The Bible teaches us about suffering:

Colossians 1:24-27, I now rejoice in my sufferings for you, and fill up in my flesh what is lacking in the afflictions of Christ, for the sake of His body, which is the church, of which I became a minister according to the stewardship from God which was given to me for you, to fulfill the word of God, the mystery which has been hidden from ages and from generations, but now has been revealed to His saints. To them God willed to make known what are the riches of the glory of this mystery among the Gentiles: which is Christ in you, the hope of glory.

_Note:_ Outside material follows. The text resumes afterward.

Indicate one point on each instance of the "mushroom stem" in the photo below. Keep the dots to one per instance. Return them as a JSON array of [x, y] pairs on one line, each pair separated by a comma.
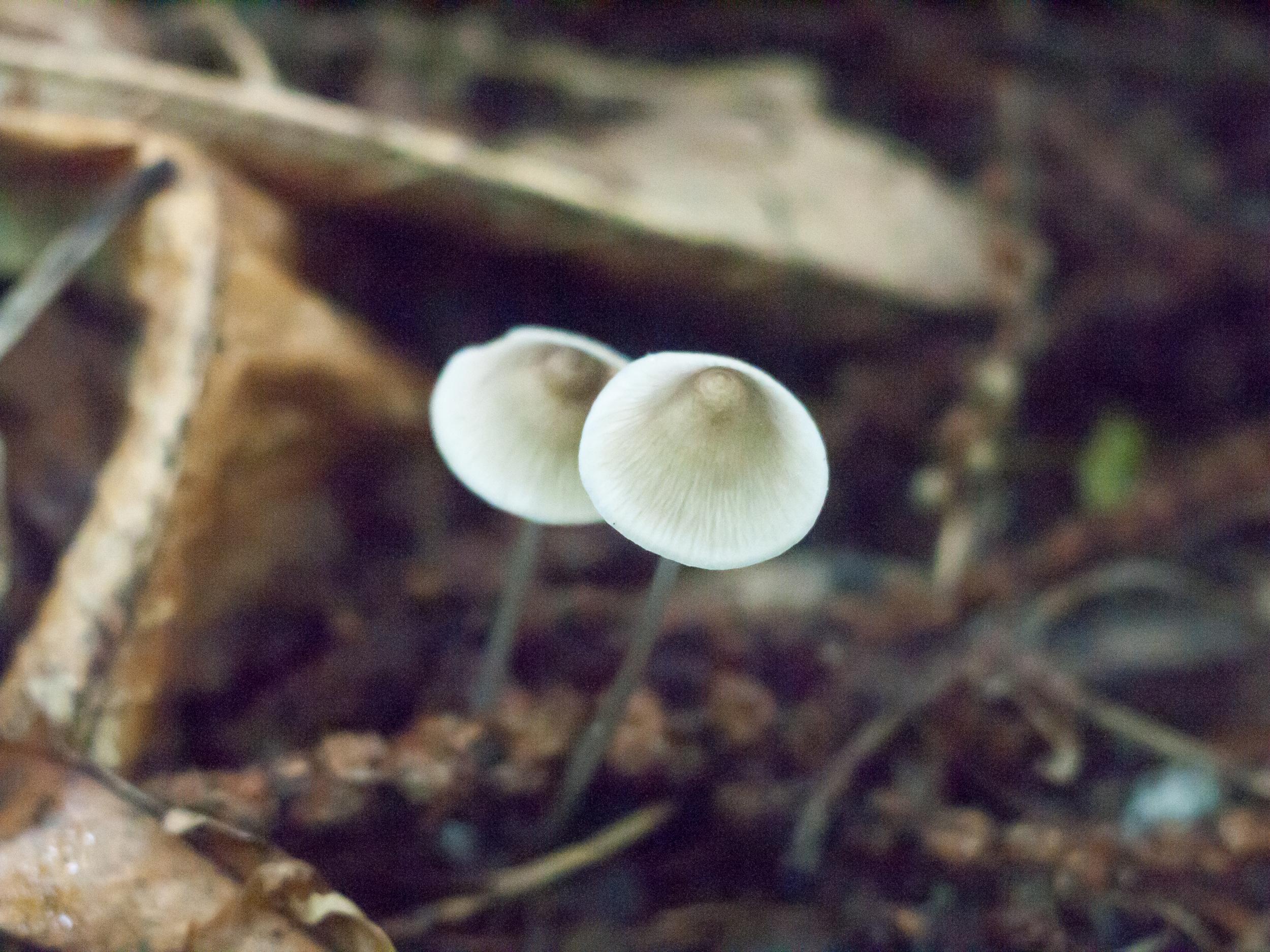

John Courson tells us to teach our kids about suffering. He talks about suffering in a sermon from Colossians:

  • Brings us closer to Christ: We can relate to God in a deeper way through our suffering. Where Was God in All of This–Part I
  •  Brings us assurance that we are saved/Godly: God in the Bible promises us that we will suffer if  we are His.
  •  Rewards we are promised/the glory that will be ours: Heaven so far outweighs the trials we experience here on earth.
  • Salvation of others: the world is watching when Christians face trials. When they see Christians holding onto their faith, still loving God, still finding peace in Him, they will be saved.
  • Makes Satan mad: we can defeat Satan by allowing God to take what he meant for evil and turning it around for our good. Where Was God in All of This–Part II

The good news throughout suffering is that Christ is in me.

Colossians 1:27, To them God willed to make known what are the riches of the glory of this mystery among the Gentiles: which is Christ in you, the hope of glory.

When I look at suffering differently, not just something I am trying to avoid, I experience true spiritual growth. When I am not receiving suffering with an impulsive reaction or like a problem I can google to solve, I am instead allowing the Master Problem Solver to do His work. I am not facing suffering alone. Because I am a follower of Jesus, He lives in me, and I am equipped with His power and wisdom. And, the more I suffer, the more I find myself allowing more of Christ in to heal, restore and build up. This is why I rejoice in my suffering.